Stanford Ponzi scheme. Late last year Senator Vitter sent the Acting SIPC Chair a letter highlighting the role that SIFMA played in the decision not to compensate the Stanford Ponzi scheme victims. He said that SIFMA’s General Counsel was not aware of the details of the Stanford case when they first voted on the Stanford scheme. The SEC concluded that the Stanford victims are entitled to receive SIPC coverage for their losses. The SEC ruling was appealed and the SIPC board refused to compensate. Meanwhile, Senator Vitter has introduced bi-partisan legislation to provide relief to the victims of the Stanford Ponzi scheme by reforming what the Senator calls the ``broken investor protection system.’’

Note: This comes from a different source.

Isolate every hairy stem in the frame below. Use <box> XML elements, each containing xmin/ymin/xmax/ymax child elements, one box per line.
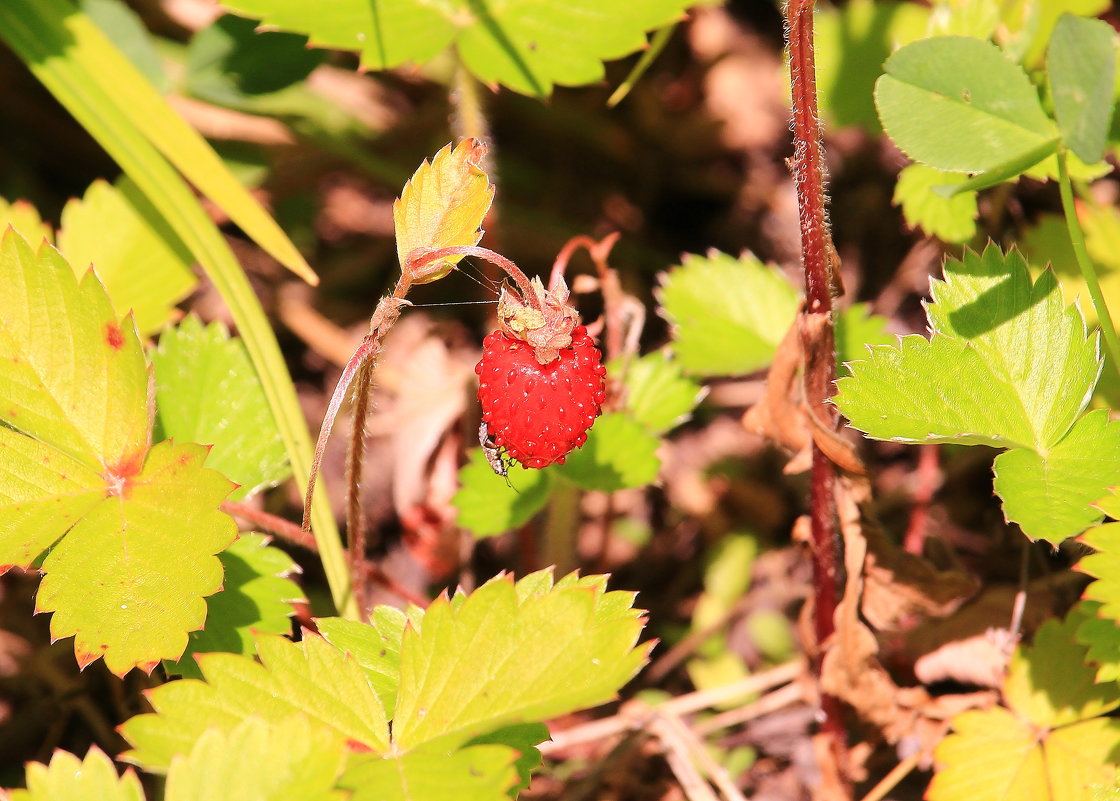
<box><xmin>1057</xmin><ymin>147</ymin><xmax>1120</xmax><ymax>371</ymax></box>
<box><xmin>786</xmin><ymin>0</ymin><xmax>844</xmax><ymax>784</ymax></box>
<box><xmin>408</xmin><ymin>245</ymin><xmax>541</xmax><ymax>309</ymax></box>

In his latest letter to Acting Chair Bowen, Senator Vitter restated his request that the SIPC Board of Directors reconvene at its earliest opportunity to be presented with all of the factual information available from almost five years of litigation findings in the receivership proceedings that were not considered by the Board prior to its November 2011 vote. Additionally, the Board should take a new vote on this matter in order to ensure that they truly made an informed decision that fulfilled SIPC’s congressionally mandated purpose to provide unbiased governance that represents the public’s interests.

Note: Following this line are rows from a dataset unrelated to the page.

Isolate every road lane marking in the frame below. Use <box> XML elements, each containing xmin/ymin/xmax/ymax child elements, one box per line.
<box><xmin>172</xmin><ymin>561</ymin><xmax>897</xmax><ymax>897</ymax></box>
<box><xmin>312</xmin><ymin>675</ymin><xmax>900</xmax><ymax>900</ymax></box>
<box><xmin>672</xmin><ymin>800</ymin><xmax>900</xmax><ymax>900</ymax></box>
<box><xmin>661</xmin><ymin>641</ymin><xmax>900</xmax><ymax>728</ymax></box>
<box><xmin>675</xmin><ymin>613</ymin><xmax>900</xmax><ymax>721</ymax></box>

The case arose from a multi-billion-dollar Ponzi scheme run by Allen Stanford and various entities that he controlled, including a bank which issued fixed-return certificates of deposit (CDs) that the bank falsely claimed were backed by safe, liquid investments. In fact, the claimed investments did not exist, and the bank had to use new CD sales proceeds to make interest and redemption payments on pre-existing CDs.

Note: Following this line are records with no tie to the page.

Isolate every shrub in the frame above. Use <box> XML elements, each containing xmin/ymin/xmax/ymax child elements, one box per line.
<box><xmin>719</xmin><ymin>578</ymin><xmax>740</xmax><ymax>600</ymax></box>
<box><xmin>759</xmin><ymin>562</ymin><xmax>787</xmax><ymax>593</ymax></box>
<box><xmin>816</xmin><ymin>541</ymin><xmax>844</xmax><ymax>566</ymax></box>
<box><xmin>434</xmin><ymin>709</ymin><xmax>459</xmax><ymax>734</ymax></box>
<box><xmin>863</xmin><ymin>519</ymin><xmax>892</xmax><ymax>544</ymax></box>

After the fraud was discovered, two groups of Louisiana investors filed suits in state court against a number of Stanford companies and employees claiming violations of Louisiana law. The defendants removed the Louisiana cases to federal court, and all of the actions were ultimately transferred to the Northern District of Texas, which dismissed the complaints as precluded under the Securities Litigation Uniform Standards Act (SLUSA).. The district court held that, while the CDs themselves were not “covered securities,” the plaintiffs had nevertheless alleged misrepresentations made in connection with transactions in covered securities since the bank said that it invested its assets in highly marketable securities issued by stable governments and strong multinational companies. The district court found that the bank led the plaintiffs to believe that the CDs were backed, at least in part, by investments in SLUSA-covered securities.
The Fifth Circuit reversed, deeming the references to the bank portfolio being backed by covered securities to be merely tangentially related to the heart the defendants’ fraud. Misrepresentations about the investments were only one of a host of misrepresentations, reasoned the appeals court, which also observed that, because the CDs promised a fixed rate of return, they were not tied to the success of any of the bank’s purported investments in covered securities.
The case is now under appeal to the Supreme Court. Oral argument has been heard amd a decision is expected by June of this year.